Politique monétaire

Pour Joseph Stiglitz, la levée du taux plancher a été une mauvaise décision

L'économiste américain Joseph Stiglitz salue les instruments mis en place par la Banque nationale suisse (BNS) pour contrer la surévaluation du franc

Dans un entretien accordé lundi soir à AWP, en marge du Lugano Fund Forum, l’ex vice-président de la Banque mondiale, Joseph Stiglitz, a toutefois critiqué la levée du taux plancher et les paradis fiscaux, parmi lesquels il range la place financière suisse.

Les taux d’intérêt négatifs introduits par la BNS sont un bon instrument de politique monétaire, mais qui ne suffira pas à lui seul à relâcher durablement la pression sur le franc, estime le Prix Nobel d’économie. Le taux de change imposé par le marché s’avère contre-productif pour l’économie réelle, car il maintient la devise helvétique surévaluée.

Pour Joseph Stiglitz, l’adoption du taux plancher face à l’euro n’est pas une distorsion du marché, mais au contraire la correction d’une distorsion engendrée par des flux de capitaux. Il estime cependant que l’économie suisse aurait été mieux servie avec un taux plancher fixé par rapport à un panier de devises de ses principaux partenaires commerciaux.
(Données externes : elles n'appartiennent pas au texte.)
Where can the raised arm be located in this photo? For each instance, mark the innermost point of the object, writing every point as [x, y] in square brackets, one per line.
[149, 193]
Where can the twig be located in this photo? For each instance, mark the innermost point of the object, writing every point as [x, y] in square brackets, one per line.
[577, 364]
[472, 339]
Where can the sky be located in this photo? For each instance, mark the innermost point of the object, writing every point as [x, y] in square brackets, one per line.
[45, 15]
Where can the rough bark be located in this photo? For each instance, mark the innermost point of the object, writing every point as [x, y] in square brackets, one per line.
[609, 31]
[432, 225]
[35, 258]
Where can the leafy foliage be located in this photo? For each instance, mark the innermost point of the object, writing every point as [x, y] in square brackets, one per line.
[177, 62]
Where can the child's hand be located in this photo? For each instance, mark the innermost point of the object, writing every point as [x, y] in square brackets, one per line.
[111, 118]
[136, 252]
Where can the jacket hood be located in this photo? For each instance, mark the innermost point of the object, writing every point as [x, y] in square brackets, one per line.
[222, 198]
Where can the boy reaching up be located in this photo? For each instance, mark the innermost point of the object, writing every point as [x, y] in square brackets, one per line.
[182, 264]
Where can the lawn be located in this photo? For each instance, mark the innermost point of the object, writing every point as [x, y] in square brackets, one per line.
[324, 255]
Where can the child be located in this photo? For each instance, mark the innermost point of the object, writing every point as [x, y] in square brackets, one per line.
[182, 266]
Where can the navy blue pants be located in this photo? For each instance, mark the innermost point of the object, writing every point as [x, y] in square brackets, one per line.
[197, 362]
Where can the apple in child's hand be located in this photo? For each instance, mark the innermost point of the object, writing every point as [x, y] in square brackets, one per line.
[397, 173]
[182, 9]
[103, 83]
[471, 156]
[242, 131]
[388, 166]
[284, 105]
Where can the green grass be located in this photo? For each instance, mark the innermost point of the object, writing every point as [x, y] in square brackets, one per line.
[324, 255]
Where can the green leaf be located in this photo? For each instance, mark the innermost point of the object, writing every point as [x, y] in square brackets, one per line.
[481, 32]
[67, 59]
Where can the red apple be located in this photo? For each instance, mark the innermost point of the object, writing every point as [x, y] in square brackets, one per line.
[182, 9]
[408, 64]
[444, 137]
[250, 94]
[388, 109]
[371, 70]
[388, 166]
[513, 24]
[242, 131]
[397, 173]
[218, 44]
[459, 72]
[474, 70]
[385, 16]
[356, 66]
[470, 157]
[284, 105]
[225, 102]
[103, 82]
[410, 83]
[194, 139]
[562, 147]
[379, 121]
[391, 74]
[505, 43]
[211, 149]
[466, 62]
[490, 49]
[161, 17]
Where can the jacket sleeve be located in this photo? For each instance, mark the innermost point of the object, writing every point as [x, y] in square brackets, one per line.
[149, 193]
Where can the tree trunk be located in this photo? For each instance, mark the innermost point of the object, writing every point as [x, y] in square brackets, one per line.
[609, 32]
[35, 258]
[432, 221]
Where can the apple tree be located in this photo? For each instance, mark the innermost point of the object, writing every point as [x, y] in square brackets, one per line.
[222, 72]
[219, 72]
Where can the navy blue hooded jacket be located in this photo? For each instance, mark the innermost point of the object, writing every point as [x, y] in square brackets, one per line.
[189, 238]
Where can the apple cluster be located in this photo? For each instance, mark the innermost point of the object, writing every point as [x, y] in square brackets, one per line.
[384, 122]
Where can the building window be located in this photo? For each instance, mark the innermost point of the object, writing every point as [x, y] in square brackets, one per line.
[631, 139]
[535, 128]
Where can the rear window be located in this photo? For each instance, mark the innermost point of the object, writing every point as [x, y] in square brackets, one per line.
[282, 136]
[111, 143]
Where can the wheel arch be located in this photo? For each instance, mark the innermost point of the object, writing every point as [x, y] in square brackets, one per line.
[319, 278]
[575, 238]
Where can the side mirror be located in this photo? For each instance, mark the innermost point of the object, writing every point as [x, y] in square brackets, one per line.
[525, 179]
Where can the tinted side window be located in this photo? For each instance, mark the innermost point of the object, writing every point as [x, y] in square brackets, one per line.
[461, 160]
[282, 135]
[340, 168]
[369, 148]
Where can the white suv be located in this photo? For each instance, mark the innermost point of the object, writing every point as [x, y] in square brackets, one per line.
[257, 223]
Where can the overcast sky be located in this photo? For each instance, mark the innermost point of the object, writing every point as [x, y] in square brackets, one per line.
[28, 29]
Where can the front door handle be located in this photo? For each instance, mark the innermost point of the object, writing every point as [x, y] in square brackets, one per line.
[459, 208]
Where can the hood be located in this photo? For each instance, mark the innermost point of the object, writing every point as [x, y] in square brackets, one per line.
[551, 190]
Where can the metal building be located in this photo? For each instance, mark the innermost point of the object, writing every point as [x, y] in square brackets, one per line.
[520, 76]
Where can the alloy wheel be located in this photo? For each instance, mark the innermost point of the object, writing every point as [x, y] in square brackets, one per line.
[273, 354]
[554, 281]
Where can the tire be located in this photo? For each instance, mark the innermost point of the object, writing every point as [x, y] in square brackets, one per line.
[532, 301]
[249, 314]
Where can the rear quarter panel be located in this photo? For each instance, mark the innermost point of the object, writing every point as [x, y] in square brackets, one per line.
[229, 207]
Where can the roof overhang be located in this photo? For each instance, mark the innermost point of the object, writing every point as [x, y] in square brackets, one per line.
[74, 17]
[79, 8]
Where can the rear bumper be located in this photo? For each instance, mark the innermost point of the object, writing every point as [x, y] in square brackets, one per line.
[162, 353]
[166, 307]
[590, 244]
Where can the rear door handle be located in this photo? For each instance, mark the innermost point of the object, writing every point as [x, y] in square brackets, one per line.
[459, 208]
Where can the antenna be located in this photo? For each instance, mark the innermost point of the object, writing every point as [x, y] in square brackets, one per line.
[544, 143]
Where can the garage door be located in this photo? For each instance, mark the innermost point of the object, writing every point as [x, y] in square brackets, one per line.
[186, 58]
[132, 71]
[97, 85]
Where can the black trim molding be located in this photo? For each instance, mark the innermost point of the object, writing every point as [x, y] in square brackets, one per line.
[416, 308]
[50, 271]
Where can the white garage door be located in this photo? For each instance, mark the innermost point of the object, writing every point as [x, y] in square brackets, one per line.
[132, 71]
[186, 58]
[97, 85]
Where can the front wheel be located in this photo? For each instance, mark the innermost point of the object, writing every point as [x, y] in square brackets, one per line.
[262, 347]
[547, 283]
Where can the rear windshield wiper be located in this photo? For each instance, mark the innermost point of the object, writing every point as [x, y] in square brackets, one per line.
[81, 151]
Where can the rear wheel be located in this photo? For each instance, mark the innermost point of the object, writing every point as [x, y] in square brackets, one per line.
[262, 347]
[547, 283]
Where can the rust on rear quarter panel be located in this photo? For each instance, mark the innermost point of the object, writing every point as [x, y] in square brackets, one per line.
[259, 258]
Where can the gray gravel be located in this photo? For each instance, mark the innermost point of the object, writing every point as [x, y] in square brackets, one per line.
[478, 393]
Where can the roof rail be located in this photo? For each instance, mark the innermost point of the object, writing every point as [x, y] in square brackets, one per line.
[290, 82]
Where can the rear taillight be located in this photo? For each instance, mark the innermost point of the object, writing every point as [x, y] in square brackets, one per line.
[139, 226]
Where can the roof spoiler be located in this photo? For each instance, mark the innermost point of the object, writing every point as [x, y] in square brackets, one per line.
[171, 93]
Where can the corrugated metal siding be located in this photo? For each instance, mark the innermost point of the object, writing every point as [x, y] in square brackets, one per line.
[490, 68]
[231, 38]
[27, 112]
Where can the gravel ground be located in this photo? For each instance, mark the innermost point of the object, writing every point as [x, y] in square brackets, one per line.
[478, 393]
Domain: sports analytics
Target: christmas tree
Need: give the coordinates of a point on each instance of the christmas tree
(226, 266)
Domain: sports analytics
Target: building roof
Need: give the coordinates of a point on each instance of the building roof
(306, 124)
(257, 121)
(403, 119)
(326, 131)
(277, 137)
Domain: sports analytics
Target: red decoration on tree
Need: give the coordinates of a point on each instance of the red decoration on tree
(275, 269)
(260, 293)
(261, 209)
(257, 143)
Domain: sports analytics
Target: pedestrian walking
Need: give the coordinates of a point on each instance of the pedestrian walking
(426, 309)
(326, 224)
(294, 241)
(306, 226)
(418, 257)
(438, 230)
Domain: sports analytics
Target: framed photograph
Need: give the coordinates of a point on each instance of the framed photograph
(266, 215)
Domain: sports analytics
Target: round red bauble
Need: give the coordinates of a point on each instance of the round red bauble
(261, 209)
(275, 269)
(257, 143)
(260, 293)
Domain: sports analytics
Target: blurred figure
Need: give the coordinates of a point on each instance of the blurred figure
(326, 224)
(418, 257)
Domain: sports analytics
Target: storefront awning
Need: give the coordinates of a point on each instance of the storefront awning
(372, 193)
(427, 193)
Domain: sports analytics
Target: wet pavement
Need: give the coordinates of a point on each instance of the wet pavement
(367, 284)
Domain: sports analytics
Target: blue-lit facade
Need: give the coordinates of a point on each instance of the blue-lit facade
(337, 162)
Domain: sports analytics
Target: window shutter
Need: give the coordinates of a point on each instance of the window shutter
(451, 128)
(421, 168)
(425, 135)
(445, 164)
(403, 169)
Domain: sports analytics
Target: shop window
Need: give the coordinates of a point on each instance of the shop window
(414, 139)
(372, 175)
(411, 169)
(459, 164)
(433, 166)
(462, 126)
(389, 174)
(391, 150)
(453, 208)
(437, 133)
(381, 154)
L’économiste estime que la levée du taux plancher en janvier a été une erreur. «Il semble que la banque centrale ne se soit pas préoccupée de voir le taux de change bondir et il est injuste de demander à l’économie réelle de payer les conséquences de mouvements de capitaux». Selon lui, la banque centrale doit continuer d’intervenir sur le marché des devises. Joseph Stiglitz suggère également de taxer les afflux de capitaux.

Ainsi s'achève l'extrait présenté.